To make this a reality we will:
- Communicate how we monitor quality, use feedback and enhance provision.
- Work with students as partners in shaping mental health and wellbeing support, recognising they are the experts in their own experience, and evaluating the effectiveness of our work together.
- Continue to develop and enhance our use of learner analytics to build responsive support systems for students who are struggling to engage.
- Benchmark our services against national standards, like the CCAPS measure for counselling, wherever possible.
- Ensure the efficacy of our professional partnerships with local health services by identifying and reporting on shared clinical outcomes.
Theme 5: EASY TO ACCESS SUPPORT
We will empower students to seek appropriate and timely help. This means we will focus on identifying barriers, tackling stigma, and ensuring that staff can support positive help-seeking behaviours amongst students.
It also means building on what students tell us works and being prepared to change how we do things.
To make this a reality we will:
- Continue to strengthen our links with external stakeholders and providers to improve collaboration and communication and improve our students’ access to externally provided support.

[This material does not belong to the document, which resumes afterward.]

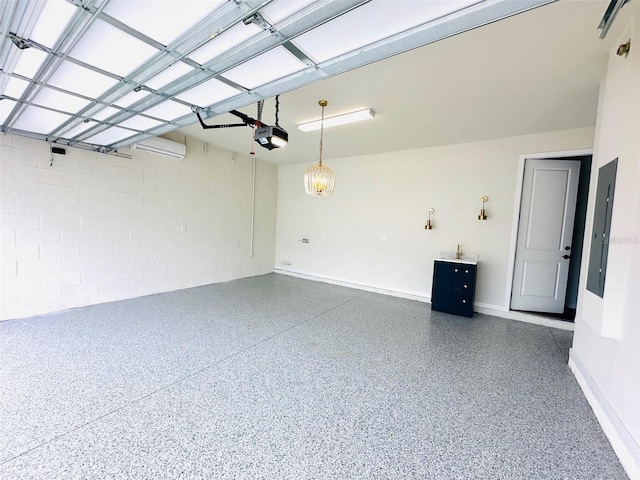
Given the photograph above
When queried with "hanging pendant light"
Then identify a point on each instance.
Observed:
(319, 179)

- Ensure prospective students have access to guidance about how they, and any mental health professionals involved in their care, can ease the transition into university.
- Improve service visibility and awareness of our specialists’ expertise by raising the profile of Student Support & Wellbeing staff across the University.
- Provide more detailed protocols, with clear and well communicated routes for escalation, to support staff responding to students in distress.
- Evaluate our current information management systems across the University and identify enhancements for improved case management.
Next Steps
This strategy outlines our vision, commitments and overall direction of travel.
We will conduct an annual review and report our progress through the University’s Health and Wellbeing Strategy Group, and we’ll share lessons learnt and measures of impact with the whole university community.
We’re looking forward to making this strategy a reality, working together to meet the challenge of giving all our students the best opportunity to thrive, academically and personally, in a compassionate and supportive university community.